Browne notes that while the EU carbon price recently rose above €50 a tonne, the IMO failed in June to reach agreement on a tax of less than $1 a tonne, preferring short term targets for reductions in carbon intensity (which have in fact been in place for some time).


With consumers increasingly demanding lower-carbon solutions and green premiums and carbon footprint labelling gaining traction, Browne believes the costs for green shipping could be absorbed by the final consumer with relatively little impact. But if consumers don’t know, they can’t choose accordingly. Unless regulators can measure and attribute emissions accurately and fairly and make the data transparent and widely available, then making those choices will be difficult for shoppers.


Browne concludes that the future lies in measuring every vessel’s emissions in real time. However far behind the curve that puts him, he’s right. What was once a daunting task of collecting and analysing large data sets in real time is now possible.


With vessel emissions performance visible to charterers, banks, port authorities, flag states – shipping activity will be more open to scrutiny.
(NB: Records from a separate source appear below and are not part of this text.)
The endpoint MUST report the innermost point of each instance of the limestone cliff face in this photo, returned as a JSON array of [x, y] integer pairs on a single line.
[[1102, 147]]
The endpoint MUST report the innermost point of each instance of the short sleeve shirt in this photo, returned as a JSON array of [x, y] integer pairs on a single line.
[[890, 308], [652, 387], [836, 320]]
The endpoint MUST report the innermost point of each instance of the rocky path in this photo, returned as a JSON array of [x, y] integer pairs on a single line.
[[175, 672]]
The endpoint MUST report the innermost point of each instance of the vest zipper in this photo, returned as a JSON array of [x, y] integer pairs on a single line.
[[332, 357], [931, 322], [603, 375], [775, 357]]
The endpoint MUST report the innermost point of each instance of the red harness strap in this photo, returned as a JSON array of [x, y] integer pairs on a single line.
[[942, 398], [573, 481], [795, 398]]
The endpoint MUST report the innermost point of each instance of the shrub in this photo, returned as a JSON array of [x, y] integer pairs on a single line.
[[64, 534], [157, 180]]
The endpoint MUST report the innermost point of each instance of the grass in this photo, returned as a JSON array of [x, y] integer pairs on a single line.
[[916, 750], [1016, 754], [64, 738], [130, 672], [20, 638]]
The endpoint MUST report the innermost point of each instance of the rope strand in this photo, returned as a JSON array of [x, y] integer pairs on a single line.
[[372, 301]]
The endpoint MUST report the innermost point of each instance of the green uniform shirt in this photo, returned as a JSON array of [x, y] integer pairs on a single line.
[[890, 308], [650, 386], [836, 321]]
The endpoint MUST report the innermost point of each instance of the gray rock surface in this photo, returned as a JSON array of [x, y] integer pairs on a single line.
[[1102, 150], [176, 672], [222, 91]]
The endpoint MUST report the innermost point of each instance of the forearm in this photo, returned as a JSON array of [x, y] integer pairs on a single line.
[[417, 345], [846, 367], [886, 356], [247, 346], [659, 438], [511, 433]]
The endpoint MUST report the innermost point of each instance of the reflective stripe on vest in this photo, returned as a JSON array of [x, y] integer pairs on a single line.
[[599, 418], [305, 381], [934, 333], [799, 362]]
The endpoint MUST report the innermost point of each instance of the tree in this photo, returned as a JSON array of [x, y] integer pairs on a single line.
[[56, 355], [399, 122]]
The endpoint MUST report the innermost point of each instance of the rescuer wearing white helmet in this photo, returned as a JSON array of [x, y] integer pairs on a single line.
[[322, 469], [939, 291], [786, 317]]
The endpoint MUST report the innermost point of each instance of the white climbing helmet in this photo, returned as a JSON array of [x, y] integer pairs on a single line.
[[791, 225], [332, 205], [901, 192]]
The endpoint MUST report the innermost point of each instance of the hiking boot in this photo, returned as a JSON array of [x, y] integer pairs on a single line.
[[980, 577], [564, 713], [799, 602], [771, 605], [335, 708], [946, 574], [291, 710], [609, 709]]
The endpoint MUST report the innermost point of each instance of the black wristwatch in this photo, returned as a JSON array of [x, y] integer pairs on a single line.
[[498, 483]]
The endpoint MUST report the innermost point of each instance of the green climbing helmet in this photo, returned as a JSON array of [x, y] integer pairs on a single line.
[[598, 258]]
Whether consumers will ever understand the portion of carbon emissions attributable to shipping is far from clear, but only with reliable emissions data can regulators ever hope to introduce accurate, fair and universally applied regulation.


A sophisticated understanding of a specific vessel’s carbon footprint and how that might be reduced would also create incentives for the most efficient shipping operations and Browne adds, drive globally scalable carbon trading standards.